One “bug” that will long be remembered around the Laboratory was a case involving a 5 that would incorrectly come in to a number every now and then. It did not happen often—only once in a while. After a week of search the bug was finally located: the insulation on a wire that carried a 5 had worn through in one spot, and once in a while this wire would shake against a post that could carry current and took in the 5!
Efficiency
In many respects, this machine is efficient and well-balanced. Its reading and writing speed is close to its calculating speed. We can punch or print a result on the average for every 10 additions or 1½ multiplications. The memory of 72 numbers in the machine is extremely useful; a smaller memory is a serious limitation on the achievements of a computing machine. The machine can do many kinds of arithmetic and logic. It is well educated and can compute automatically some rather complicated mathematical functions, like logarithm or sine. It has done difficult and important problems. It has computed and tabulated (see Supplement 2) Bessel functions, definite integrals, etc. It can solve differential equations (see Chapter 5) and many other problems in mathematics, physics, and engineering.

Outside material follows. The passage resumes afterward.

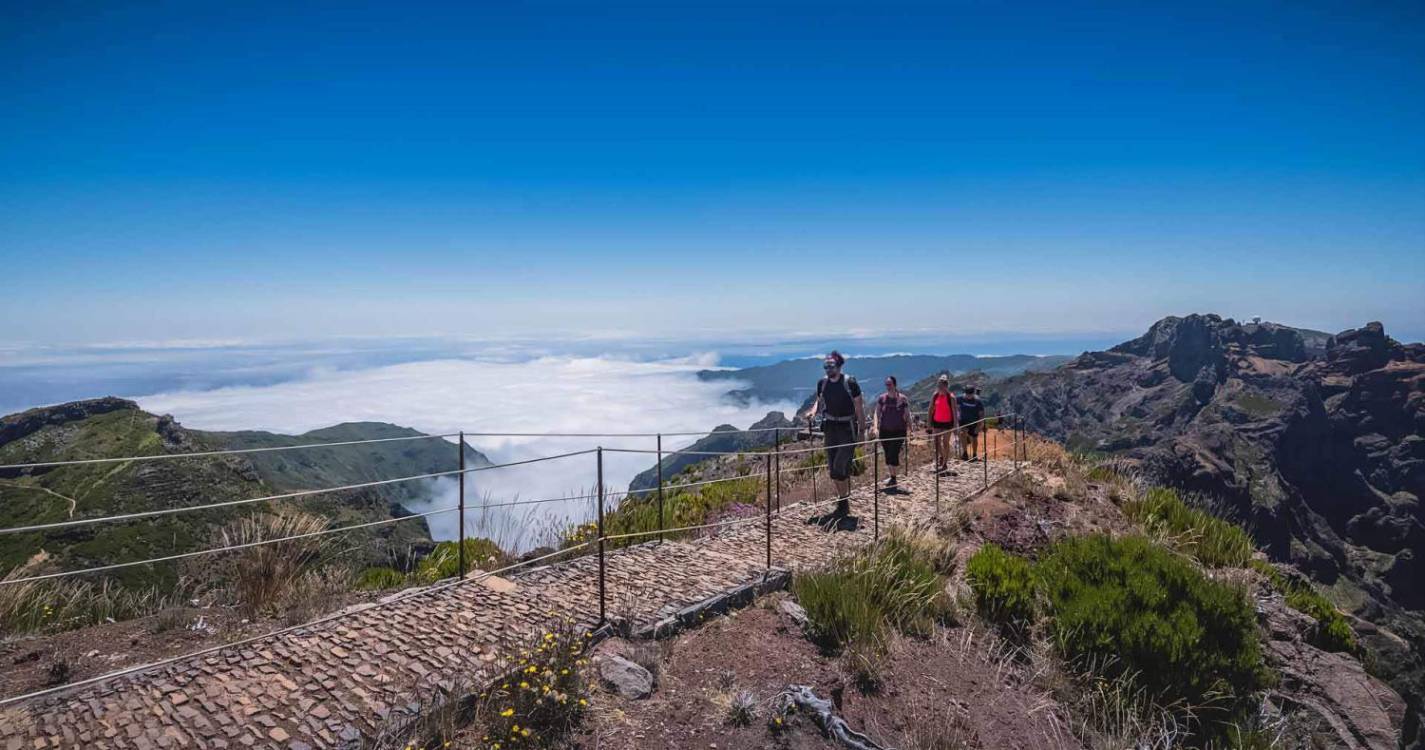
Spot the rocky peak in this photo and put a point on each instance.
(1197, 347)
(1361, 350)
(32, 421)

On the other hand, no calculator will ever again be built just like this one, useful though it is. Electronic computing is easily 100 times as fast as relay computing; nearly every future calculator will do its computing electronically. Many other improvements will be made. For example, in this calculator, there are 72 addition-subtraction mechanisms, yet only one of these can be used at a time. Also, the machine has only one combined multiply-divide unit. So we have to organize any computation with few multiplications, and with still fewer divisions, for they take longer still.
Until 1947, we had to organize any computation in this calculator into one single fixed sequence of operations. In other words, there was no way to move from one subroutine to another subroutine depending on some indication that turned up in our computation. Recently, the Harvard Computation Laboratory decided to remedy this condition and provided the Subsidiary Sequence Mechanism equivalent to 10 subroutines of 22 lines of coding each. These are on relays and plug wires and may be called for by the sequence-control tape or by each other. This provision has added greatly to the efficiency of the calculator.
Whatever else can be said about the Harvard IBM Automatic Sequence-Controlled Calculator, it must be said that this was the first general-purpose mechanical brain using numbers in digit form and able to do arithmetic and logic in hundreds of thousands of steps one after another. And great credit must go to Professor Howard H. Aiken of Harvard and the men of International Business Machines Corporation who made this great mechanical brain come into existence.